Inherited const when you need to mutate

Tue Jul 10 12:00:59 PDT 2012

On Tue, Jul 10, 2012 at 02:04:04PM -0400, Jonathan M Davis wrote:
> On Tuesday, July 10, 2012 10:13:57 H. S. Teoh wrote:
[...]
> > Y'know, this brings up an interesting question. Do methods like
> > toString _need_ to be const? That is, _physical_ const? Or are we
> > unconsciously conflating physical const with logical const here?
> > 
> > Yes, certain runtime operations need to be able to work with const
> > methods, but I wonder if those required const methods really belong
> > to a core set of more primitive operations that guarantee physical
> > const, and perhaps shouldn't be conflated with logical operations
> > like "convert this object to a string representation", which _may_
> > require caching, etc.?
> 
> For a member function to be called on a const object, that function
> must be const. Whether it's logical const or physical const is
> irrelevant as far as that goes. As such, opEquals, opCmp, toHash, and
> toString all need to be const on Object, or it will be impossible for
> const Objects to work properly. 

Yes, they have to be const, but by doing so, we are implicitly forcing
physical constness on all of them (because that's the only const D
knows). The question is whether this is the way we should go.

> Ideally, we'd alsa have a way to make it possible to have objects
> which aren't const and can't be const use those functions (which given
> physical constness obviously requires a separate function - be it an
> overload or an entirely separate function), but without those
> functions being const, const objects don't work.

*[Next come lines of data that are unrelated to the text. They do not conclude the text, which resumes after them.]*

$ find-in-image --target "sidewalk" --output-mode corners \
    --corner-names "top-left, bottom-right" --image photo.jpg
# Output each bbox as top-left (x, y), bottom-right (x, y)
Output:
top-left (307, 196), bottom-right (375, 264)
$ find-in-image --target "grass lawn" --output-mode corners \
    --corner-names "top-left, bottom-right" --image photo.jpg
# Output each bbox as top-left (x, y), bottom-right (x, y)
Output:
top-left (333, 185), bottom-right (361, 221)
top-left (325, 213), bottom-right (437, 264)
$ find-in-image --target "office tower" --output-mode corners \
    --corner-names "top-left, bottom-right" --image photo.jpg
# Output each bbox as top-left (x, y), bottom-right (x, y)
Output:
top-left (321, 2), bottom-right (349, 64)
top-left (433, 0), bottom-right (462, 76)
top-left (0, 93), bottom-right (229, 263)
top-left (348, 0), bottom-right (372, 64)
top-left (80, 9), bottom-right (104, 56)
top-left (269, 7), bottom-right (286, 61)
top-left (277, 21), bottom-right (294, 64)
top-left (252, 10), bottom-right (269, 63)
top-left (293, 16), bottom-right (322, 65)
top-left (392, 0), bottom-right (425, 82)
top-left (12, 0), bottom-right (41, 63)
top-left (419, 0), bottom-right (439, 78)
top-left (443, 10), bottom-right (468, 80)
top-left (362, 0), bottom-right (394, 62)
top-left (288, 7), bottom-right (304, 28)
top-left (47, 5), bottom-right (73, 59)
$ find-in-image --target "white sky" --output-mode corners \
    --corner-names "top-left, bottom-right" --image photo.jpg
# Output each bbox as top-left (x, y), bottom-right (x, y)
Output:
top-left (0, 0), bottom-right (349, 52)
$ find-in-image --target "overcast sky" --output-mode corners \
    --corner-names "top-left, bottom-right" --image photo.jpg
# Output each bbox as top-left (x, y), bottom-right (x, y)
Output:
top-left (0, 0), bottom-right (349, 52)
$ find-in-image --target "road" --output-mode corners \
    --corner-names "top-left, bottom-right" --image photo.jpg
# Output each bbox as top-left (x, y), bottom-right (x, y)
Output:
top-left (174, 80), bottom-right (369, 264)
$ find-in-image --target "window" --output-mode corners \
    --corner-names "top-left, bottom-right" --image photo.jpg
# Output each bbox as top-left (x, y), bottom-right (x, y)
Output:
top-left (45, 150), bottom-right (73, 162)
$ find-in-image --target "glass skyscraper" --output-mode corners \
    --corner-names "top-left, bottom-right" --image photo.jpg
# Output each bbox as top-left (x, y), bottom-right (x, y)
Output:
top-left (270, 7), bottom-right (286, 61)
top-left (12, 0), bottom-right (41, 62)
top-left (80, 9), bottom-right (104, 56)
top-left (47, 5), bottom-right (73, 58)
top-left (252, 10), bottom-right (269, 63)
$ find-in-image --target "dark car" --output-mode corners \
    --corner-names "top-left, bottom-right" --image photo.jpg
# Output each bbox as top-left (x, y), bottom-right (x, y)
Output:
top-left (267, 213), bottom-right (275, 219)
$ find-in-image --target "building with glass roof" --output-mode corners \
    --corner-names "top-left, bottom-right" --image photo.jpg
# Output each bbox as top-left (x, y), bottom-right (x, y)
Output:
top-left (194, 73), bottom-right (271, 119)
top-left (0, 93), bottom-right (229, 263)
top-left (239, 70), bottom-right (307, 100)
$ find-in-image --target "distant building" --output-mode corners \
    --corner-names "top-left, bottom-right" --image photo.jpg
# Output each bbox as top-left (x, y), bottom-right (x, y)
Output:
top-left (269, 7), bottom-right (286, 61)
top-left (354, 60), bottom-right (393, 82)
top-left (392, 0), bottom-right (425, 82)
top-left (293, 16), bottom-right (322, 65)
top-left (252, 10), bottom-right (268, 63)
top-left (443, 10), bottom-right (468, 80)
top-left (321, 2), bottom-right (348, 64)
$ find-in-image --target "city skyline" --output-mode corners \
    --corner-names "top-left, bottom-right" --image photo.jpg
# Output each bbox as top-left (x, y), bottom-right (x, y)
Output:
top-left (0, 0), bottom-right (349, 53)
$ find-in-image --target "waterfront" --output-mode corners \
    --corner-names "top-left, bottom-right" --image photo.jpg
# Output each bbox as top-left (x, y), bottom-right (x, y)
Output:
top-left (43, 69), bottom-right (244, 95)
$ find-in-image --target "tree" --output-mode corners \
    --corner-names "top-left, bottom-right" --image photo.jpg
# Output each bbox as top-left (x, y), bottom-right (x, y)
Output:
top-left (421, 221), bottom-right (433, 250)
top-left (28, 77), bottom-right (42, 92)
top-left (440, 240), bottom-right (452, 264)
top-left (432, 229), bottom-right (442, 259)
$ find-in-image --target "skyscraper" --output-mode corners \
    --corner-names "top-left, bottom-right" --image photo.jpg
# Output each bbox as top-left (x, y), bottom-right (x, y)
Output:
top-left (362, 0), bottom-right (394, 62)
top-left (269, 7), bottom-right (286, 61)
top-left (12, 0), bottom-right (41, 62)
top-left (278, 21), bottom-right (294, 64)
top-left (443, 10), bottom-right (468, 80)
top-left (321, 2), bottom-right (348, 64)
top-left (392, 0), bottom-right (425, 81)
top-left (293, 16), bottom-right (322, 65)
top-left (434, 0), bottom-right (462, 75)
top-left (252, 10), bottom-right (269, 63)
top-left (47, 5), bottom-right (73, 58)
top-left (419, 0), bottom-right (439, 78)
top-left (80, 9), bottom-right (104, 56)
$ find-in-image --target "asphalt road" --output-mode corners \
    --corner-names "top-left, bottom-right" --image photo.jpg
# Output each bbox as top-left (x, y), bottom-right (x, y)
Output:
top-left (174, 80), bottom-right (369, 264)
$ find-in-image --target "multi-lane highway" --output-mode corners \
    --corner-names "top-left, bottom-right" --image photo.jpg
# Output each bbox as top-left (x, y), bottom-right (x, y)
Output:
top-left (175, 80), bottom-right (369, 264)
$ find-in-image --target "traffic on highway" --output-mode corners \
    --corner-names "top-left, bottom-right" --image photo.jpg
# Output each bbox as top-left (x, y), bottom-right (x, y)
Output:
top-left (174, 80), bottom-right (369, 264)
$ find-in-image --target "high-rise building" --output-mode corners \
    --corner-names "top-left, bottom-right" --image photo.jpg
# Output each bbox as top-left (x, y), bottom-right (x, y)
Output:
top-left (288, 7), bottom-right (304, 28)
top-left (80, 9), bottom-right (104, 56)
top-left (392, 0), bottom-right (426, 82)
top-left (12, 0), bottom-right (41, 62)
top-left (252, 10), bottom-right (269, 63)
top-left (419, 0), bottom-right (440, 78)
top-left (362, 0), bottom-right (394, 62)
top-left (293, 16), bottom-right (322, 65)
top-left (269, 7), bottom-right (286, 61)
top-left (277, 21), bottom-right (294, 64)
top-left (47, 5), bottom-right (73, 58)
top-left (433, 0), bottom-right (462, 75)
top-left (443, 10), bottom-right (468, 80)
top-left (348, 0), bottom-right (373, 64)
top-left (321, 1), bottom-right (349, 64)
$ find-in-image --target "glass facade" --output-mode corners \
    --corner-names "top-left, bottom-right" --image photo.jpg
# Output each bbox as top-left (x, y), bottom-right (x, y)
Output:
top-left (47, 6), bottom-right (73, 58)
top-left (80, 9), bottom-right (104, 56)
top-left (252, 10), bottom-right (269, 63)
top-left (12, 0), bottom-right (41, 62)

Which is why I suggested in another post to have both const and
non-const variants of the methods. But that isn't a good solution
either, because what if some objects simply can't have const versions of
those methods? Plus, it leads to needless code duplication -- even if
you implement a non-const toString method, you still need to also
implement a const toString method because people will expect to be able
to call the const method.

> Of greater debate is whether opEquals, opCmp, toString, and toHash on
> structs need to be const. Aside from druntime functions wanting to be
> to take their arguments as const, I don't see really see that as being
> necessary (though Walter wanst to require that they all be @safe const
> pure nothrow regardless of whether they're classes or structs), and
> since druntime probably has to templatize the functions which would
> take const anyway (and it can use inout or templatize them anyway if
> it doesn't need to), I wouldn't expect that much in druntime would
> require const. It should work with it, but it shouldn't need it. So, I
> don't think that structs really need to have those functions be const.
> 
> Classes is where it's a big problem - because of inheritance.
[...]

I think hidden somewhere in this is an unconscious conflation of
physical const with logical const.

Take toHash, for example. Why does it need to be const? The naïve
assumption would be, well, we're taking the hash of some field values,
and that shouldn't require changing anything, so yeah, it's a const
method. However, that doesn't fully cover all the use cases of toHash.
For one thing, hashes _don't_ need to be based on every single field in
the struct/object. I can easily decide, in my custom toHash function, to
only compute the hash value based on two out of 5 fields in my struct
(perhaps only those two fields matter for whatever I'm using the hash
value for). So I don't care what the value of the other fields are. In
particular, if the hash value is expensive to compute, I want to be able
to cache the computed value in one of the other fields.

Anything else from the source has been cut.